Upon taking their leave, the police assured Lord and Lady Drummond, as well as the rest of us, that a search for the dangerous maid would begin immediately.
After that, all any of us could do was wait.
The castle inhabitants did not have long to await events. Shortly after sunrise, word reached us that the young maid, Hester, had been found. Or rather, her body was found, floating in a lake at the edge of the estate. To all appearances, she had taken her own life, rather than face whatever lay ahead.
In one of Hester’s pockets, an object was found – a heavy ring, sized for a man, with Alastair Drummond’s initials etched across the surface. Whether it had been given to the girl as a gift or stolen by her was impossible to know.
Lord and Lady Drummond received the news somberly. As for me, I was too numbed by my recent ordeal to feel anything but sadness at the tragedy that had been Hester’s short and confused life.
Weariness weighing on me after the long night I had experienced, I sought solitude. I found my way to the sitting room and took the chair closest to the fire so that I could stare into the flames.

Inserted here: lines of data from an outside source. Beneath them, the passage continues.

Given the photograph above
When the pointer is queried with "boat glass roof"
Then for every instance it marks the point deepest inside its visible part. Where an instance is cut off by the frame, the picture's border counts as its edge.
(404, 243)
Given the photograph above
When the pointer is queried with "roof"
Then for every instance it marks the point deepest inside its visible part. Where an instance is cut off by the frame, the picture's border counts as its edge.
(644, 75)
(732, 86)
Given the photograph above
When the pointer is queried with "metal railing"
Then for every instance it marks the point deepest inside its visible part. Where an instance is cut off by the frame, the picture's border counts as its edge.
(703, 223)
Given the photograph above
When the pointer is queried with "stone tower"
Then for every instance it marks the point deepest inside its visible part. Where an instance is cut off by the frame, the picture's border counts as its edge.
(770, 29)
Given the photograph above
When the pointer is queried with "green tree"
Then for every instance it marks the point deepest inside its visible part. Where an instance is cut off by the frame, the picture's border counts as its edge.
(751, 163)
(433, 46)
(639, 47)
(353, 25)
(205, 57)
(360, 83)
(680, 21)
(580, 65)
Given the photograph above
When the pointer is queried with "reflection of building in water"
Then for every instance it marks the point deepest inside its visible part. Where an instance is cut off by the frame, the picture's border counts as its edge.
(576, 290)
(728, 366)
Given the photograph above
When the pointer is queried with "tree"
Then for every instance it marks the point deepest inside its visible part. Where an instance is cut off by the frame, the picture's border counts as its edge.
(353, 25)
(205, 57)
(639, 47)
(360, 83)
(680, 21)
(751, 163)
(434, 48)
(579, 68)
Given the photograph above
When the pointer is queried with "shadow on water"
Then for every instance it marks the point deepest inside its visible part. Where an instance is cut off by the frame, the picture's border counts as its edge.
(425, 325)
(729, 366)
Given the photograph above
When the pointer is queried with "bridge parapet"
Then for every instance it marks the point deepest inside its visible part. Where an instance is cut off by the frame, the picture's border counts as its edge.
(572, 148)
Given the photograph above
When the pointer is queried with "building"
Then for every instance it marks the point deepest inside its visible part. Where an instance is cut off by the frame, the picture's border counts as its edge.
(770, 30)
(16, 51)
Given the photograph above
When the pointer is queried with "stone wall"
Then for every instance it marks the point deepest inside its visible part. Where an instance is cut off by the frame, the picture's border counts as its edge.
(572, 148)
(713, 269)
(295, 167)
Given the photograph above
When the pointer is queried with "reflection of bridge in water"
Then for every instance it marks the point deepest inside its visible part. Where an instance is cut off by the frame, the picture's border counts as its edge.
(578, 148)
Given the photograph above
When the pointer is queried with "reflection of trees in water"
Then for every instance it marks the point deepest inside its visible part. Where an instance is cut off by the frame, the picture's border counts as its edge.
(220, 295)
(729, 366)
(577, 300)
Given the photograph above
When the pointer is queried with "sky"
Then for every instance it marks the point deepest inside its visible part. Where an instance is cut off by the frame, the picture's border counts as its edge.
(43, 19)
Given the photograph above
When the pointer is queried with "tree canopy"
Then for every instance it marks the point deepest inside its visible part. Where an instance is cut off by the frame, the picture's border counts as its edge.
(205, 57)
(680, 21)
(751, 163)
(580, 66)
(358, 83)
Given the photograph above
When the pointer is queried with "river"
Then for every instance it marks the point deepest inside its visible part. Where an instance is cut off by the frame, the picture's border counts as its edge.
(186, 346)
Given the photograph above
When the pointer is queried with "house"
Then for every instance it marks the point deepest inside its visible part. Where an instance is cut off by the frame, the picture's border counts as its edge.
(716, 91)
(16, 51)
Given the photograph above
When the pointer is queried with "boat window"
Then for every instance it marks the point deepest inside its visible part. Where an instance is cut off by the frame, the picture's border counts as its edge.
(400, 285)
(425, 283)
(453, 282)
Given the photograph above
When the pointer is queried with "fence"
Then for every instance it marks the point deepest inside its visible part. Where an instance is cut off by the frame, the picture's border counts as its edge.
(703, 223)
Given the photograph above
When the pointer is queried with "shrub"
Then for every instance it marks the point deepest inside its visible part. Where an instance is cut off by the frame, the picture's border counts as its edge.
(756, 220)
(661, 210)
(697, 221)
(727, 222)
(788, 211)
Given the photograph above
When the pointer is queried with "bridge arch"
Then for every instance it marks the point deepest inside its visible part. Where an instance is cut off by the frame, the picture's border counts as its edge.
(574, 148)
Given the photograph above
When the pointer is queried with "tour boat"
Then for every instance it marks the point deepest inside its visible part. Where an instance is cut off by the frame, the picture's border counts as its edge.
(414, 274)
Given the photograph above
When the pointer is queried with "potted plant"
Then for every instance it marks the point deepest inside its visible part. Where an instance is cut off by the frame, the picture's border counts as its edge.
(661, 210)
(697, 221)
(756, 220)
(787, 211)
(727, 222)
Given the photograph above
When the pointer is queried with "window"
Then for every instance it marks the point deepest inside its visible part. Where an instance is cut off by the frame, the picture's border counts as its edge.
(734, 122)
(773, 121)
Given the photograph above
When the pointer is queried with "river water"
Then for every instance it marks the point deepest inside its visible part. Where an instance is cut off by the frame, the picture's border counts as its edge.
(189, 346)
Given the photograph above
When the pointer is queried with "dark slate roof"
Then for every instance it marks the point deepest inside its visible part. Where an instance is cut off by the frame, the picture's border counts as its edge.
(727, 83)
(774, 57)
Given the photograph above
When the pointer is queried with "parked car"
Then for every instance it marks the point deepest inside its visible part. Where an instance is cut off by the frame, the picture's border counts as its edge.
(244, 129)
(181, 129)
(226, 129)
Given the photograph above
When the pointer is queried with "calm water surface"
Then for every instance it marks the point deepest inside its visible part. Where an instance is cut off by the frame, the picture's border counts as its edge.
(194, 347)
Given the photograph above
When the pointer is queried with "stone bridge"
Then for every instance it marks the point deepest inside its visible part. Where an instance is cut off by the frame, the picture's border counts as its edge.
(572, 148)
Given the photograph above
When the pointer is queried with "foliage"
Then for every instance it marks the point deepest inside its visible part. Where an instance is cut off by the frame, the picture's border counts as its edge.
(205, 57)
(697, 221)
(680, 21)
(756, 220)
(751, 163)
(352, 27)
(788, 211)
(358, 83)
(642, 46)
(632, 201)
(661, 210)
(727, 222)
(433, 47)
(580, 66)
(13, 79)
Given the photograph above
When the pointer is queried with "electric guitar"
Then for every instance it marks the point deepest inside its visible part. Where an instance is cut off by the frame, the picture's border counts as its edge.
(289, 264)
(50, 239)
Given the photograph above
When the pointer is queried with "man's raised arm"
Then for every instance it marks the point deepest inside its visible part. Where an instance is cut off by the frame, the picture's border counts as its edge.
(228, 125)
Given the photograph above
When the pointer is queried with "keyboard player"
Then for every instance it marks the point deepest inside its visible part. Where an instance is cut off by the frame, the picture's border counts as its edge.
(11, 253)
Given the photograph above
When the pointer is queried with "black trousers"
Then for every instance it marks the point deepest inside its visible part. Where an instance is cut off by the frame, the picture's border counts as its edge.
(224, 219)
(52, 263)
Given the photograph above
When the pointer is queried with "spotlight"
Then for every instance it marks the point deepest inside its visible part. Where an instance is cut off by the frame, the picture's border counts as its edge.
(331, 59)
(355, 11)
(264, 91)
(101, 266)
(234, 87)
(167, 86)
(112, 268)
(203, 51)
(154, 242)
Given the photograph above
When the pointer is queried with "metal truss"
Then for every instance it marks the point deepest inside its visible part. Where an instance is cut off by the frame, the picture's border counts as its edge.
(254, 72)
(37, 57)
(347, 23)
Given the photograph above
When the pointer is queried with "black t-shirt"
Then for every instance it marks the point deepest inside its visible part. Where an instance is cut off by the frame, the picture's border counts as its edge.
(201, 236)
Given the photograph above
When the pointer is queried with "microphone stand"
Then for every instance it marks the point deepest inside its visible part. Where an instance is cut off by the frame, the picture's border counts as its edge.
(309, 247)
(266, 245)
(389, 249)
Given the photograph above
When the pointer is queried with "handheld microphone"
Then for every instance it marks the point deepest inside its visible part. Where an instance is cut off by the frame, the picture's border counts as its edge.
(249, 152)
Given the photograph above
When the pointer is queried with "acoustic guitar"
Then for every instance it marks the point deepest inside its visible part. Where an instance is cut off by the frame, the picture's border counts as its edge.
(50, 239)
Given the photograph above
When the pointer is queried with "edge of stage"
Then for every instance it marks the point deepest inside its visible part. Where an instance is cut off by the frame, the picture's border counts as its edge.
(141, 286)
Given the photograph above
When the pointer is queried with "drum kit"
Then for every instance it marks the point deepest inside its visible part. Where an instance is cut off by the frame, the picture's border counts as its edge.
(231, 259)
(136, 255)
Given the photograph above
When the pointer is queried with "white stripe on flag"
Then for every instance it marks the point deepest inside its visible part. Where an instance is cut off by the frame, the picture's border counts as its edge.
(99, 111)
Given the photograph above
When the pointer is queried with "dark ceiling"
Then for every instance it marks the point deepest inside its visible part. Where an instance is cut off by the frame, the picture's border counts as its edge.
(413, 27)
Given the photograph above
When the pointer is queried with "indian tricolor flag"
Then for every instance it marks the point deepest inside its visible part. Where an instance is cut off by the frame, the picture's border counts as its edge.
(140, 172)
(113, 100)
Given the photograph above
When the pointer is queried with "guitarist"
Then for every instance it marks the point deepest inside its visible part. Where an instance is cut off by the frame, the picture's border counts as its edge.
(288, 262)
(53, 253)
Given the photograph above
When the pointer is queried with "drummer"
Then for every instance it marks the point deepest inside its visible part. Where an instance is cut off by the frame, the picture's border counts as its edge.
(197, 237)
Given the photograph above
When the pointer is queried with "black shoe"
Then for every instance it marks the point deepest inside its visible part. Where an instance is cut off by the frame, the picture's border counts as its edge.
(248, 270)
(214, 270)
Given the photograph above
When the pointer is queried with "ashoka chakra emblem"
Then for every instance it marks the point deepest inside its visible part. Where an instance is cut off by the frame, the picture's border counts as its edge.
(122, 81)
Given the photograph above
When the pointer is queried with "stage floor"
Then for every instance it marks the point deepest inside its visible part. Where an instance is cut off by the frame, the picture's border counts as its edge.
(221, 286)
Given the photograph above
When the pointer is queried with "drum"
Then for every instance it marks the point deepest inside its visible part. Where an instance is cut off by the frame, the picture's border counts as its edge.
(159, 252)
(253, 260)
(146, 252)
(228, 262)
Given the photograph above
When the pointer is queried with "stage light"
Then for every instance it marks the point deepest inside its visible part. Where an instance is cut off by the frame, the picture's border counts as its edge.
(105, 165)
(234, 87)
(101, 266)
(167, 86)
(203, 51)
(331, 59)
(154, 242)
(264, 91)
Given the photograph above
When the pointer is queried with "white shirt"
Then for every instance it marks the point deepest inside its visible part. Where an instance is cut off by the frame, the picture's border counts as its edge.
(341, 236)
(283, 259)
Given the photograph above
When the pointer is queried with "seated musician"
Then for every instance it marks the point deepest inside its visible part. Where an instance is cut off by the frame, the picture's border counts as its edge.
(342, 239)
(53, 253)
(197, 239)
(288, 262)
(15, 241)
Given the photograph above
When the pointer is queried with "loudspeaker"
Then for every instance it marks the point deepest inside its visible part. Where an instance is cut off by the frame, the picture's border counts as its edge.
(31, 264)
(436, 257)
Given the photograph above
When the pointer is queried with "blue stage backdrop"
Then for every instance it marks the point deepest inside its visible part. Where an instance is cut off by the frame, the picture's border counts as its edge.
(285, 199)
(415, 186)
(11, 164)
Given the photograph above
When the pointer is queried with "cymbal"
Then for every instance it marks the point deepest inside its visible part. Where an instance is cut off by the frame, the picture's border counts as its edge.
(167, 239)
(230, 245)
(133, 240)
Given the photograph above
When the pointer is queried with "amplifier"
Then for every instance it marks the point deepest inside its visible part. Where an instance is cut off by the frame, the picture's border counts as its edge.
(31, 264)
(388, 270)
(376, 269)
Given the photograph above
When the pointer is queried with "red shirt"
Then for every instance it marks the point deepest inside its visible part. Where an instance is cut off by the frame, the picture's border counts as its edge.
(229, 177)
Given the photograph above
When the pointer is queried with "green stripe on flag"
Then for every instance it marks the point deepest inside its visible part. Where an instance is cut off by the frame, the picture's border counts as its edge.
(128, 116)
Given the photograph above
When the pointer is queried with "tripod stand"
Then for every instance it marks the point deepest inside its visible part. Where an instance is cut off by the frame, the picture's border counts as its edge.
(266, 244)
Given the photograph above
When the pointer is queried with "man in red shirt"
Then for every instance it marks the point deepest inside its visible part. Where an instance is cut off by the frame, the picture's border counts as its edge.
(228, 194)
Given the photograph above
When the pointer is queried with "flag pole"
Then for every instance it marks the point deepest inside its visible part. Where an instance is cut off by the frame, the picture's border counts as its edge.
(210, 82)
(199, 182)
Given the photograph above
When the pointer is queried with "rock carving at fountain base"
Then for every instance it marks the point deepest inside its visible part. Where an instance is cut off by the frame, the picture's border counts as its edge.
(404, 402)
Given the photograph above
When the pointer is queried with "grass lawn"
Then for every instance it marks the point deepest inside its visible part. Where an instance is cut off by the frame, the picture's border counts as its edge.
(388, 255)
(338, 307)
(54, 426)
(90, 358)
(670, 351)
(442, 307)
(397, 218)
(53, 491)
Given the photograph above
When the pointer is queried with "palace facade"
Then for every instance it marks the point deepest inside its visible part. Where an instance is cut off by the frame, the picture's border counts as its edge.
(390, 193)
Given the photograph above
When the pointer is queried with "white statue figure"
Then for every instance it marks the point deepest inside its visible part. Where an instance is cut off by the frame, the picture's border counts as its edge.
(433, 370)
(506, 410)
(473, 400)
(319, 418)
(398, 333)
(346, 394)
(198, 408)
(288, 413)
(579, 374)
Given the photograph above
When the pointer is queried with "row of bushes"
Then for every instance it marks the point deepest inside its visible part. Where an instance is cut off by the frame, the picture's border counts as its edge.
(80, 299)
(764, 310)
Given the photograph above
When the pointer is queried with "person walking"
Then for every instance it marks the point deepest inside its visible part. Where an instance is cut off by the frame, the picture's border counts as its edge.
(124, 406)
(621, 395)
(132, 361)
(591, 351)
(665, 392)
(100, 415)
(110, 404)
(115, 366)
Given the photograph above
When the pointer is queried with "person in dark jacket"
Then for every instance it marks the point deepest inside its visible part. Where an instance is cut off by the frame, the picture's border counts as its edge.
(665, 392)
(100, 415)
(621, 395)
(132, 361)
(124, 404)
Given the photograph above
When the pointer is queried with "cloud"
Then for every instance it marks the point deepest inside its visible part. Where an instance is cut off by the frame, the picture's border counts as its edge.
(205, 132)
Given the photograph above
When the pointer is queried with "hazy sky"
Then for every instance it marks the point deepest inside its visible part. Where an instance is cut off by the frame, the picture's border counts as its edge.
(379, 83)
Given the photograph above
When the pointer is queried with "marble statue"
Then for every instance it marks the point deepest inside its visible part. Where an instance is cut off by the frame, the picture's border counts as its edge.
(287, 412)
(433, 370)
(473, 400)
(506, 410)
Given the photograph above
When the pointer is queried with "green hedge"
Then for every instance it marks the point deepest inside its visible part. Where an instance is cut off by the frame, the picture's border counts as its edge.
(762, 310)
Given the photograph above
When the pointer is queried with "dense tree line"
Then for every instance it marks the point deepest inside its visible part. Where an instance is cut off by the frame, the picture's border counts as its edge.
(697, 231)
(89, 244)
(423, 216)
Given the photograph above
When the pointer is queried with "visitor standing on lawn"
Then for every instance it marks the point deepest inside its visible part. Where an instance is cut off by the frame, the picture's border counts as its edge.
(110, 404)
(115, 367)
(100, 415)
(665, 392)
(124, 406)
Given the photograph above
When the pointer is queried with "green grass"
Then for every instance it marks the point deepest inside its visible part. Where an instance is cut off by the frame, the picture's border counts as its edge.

I’d changed out of my ripped, ruined clothes from the night before and into a pair of silk pajamas with a dressing gown over the top. It wasn’t appropriate clothing for roaming the castle by daylight, but I was in no mood to care about appearances.
I hadn’t slept, and now my exhaustion crept over me like frost spreading over the ground. I leaned back in the chair and rested my hands over my stomach.
“You were determined to prove you weren’t the murderer, weren’t you?”
I looked up to see Gordon standing next to my chair, his hands in his pockets, a thick vest pulled over his long-sleeved shirt.
“Is that why you think I wanted to unmask Alastair’s killer?” I asked.
He smiled sadly. “I’m not sure why else you would care so much.”
“Call it curiosity.”
“I call it stupidity,” he said, sitting down in the chair next to me. “You could have been killed.”
I wanted to ask him why it was that he cared so much, but I kept that question to myself. “But I wasn’t.”
Gordon ran a hand through his auburn hair. The flames brought out even more of the red in it. “I’m still sorry I accused you.”
“Please don’t apologize again,” I said in all sincerity. “I have forgiven you.”
“That is well, but it may be awhile before I forgive myself.”
I looked at him out of the corner of my eye. “I wouldn’t have taken you to be the remorseful type.”
“I’m not usually,” he admitted. “Though, I will feel even worse if my blunder keeps us from remaining friends.”
I gasped, and Gordon looked at me, alarmed, before he realized I was teasing. He rolled his eyes, and I laughed.
“I also wouldn’t have taken you for the friendly type,” I said.
Gordon sighed and pressed his hands onto his knees as he stood up. “I stand by what I said the day I met you, Alice Beckingham. You are far more interesting than the people around you. And that is the kind of person I’d like to be friends with.”
He started to walk away, and I called after him. “Fine. We can be friends.”
His mouth turned up in a smile on one side. “Are there any conditions?”
“Yes. The next time we meet, you’ll have to come to London,” I said. “I’m not returning to Scotland for a long while.”
He shook his head and walked away, but before he left the room, I thought I heard him say we had a deal.
18
By midday, Sherborne Sharp had left the castle.
For a moment, I was surprised he’d chosen to slip away without so much as a farewell, but then again, given that he was a thief, sneaking away seemed to be his specialty.
It seemed unbelievable to me that only a few short days before, finding the handsome Sherborne nosing through my mother’s jewels had been the most shocking thing I’d seen. Since then, I’d witnessed a violent death, solved a murder, and nearly been murdered myself. In the face of all of that, a small theft hardly warranted a footnote.